I'm confuse about how to proceed with the follow natural deduction. I'm following the bottom-up method. Any suggestion will be welcome, but I think it's almost finished.
hypotheses found: [∀x∃y ¬α(x, y)] , [∃x∀yα(x, y)] , [∀yα(x, y)]
____________________________
[∃x∀yα(x, y)] ⊥
____________________________e∃
⊥
____________________________I¬
¬∃x∀yα(x, y)
____________________________I→
∀x∃y ¬α(x, y) → ¬∃x∀yα(x, y)
What you did goes in the right direction!
Following up your attempt, you need to prove a contradiction $\bot$, and the way to prove a contradiction (thanks to the rule $\lnot_E$) is to prove both a formula $\varphi$ and its negation $\lnot \varphi$, using the hypotheses you have. In your hypotheses, you have $\forall y \,\alpha (x,y)$ and $\forall x \exists y \,\lnot \alpha(x,y)$, thus it would be enough to find a way to eliminate the quantifiers to make the contradiction $\alpha (x,y)$ and $\lnot \alpha (x,y)$ emerge.
Taking into account the informal idea above, a derivation in natural deduction for the formula $\forall x \exists y \, \lnot \alpha (x,y) \to \lnot \exists x \forall y \, \alpha (x,y)$ should have the following structure:
\begin{equation} \dfrac{[\exists x \forall y \, \alpha (x,y)]^\circ \qquad \dfrac{\overset{\vdots \, ?}{\lnot \alpha(x,y)} \qquad \dfrac{[\forall y \, \alpha(x,y)]^\bullet}{\alpha(x,y)}\forall_E}{\bot}\lnot_E }{\dfrac{\dfrac{\bot}{\lnot \exists x \forall y \, \alpha (x,y)}\lnot_I^\circ}{\forall x \exists y \, \lnot \alpha (x,y) \to \lnot \exists x \forall y \, \alpha (x,y)}\to_I^*}\exists_E^\bullet \end{equation}
Now a difficult arises: from the hypothesis $\forall x \exists y \, \lnot \alpha(x,y)$ you get (reading the derivation top-down) $\exists y \, \lnot \alpha(x,y)$ via the rule $\forall_E$, but from $\exists y \, \lnot \alpha(x,y)$ how can you get $\lnot \alpha(x,y)$? (See the vertical dots in the pseudo-derivation above.) The rule $\exists_E$ is a bit tricky, and it does not allow the variable $y$ to be free in its conclusion, so $\lnot \alpha (x,y)$ cannot be the conclusion of the rule $\exists_E$ we use to eliminate the existential quantifier from $\exists y \, \lnot \alpha(x,y)$. What can you do?
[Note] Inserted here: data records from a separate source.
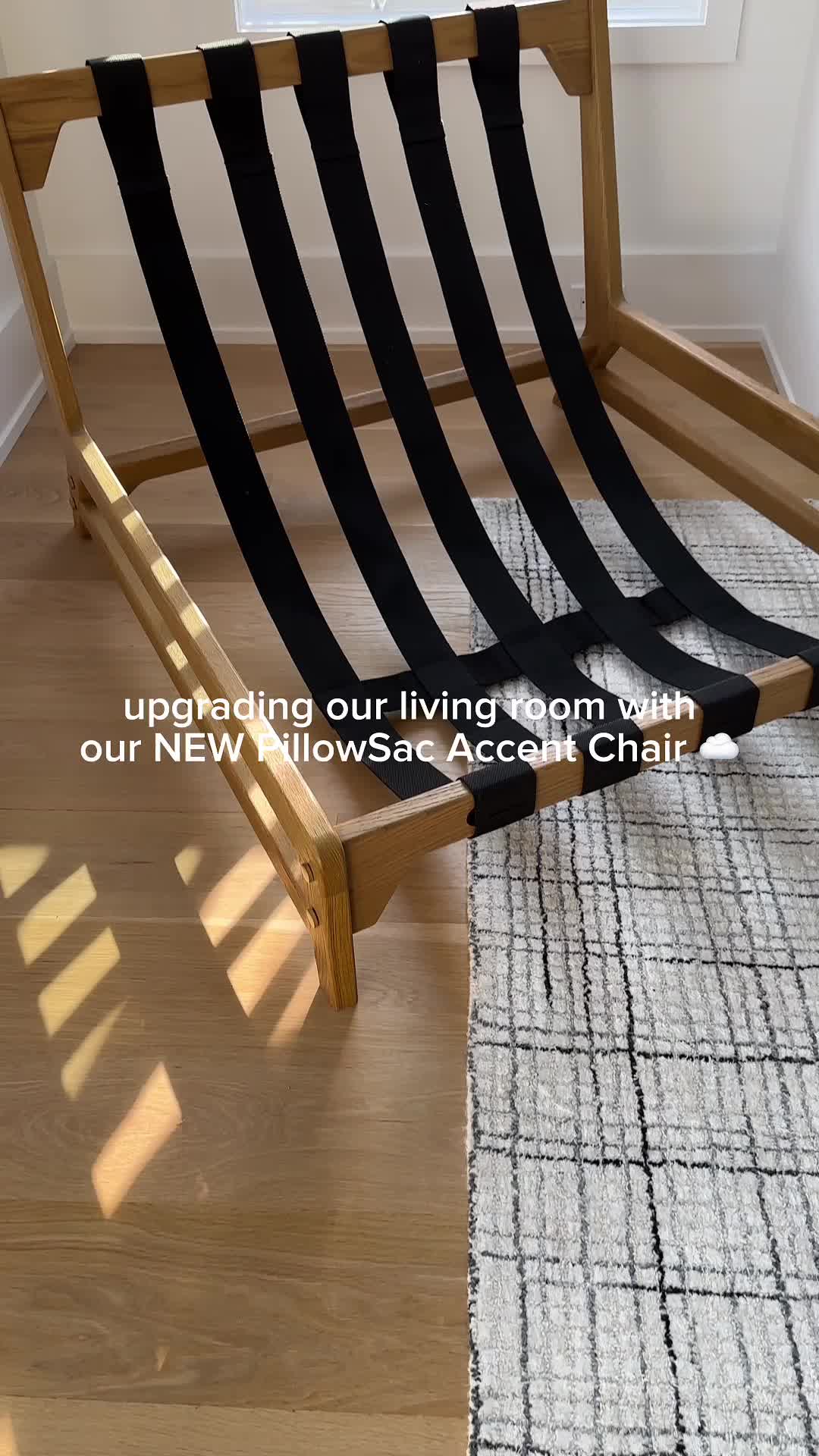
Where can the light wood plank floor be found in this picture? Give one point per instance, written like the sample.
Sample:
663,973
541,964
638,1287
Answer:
231,1220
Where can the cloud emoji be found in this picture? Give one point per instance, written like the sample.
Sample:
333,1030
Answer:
720,746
The solution is easy: you internalize the subderivation with conclusion $\bot$ (the conclusion of the rule $\lnot_E$ in the pseudo-derivation above) inside the subderivation we use to eliminate the existential quantifier from $\exists y \, \lnot \alpha(x,y)$. Therefore, a derivation in natural deduction for the formula $\forall x \exists y \, \lnot \alpha (x,y) \to \lnot \exists x \forall y \, \alpha (x,y)$ is the following:
\begin{equation} \dfrac { [\exists x \forall y \, \alpha (x,y)]^\circ \qquad \dfrac { \dfrac {[\forall x \exists y \, \lnot \alpha(x,y)]^*} {\exists y \, \lnot \alpha(x,y)} \forall_E \qquad \dfrac { [\lnot \alpha(x,y)]^\# \qquad \dfrac {[\forall y \, \alpha(x,y)]^\bullet} {\alpha(x,y)} \forall_E } {\bot} \lnot_E} {\bot} \exists_E^\# } { \dfrac { \dfrac {\bot} {\lnot \exists x \forall y \, \alpha (x,y)} \lnot_I^\circ } { \forall x \exists y \, \lnot \alpha (x,y) \to \lnot \exists x \forall y \, \alpha (x,y) } \to_I^* } \exists_E^\bullet \end{equation}
The symbols $*$, $\#$, $\circ$ and $\bullet$ mark when the hypotheses have been discharged.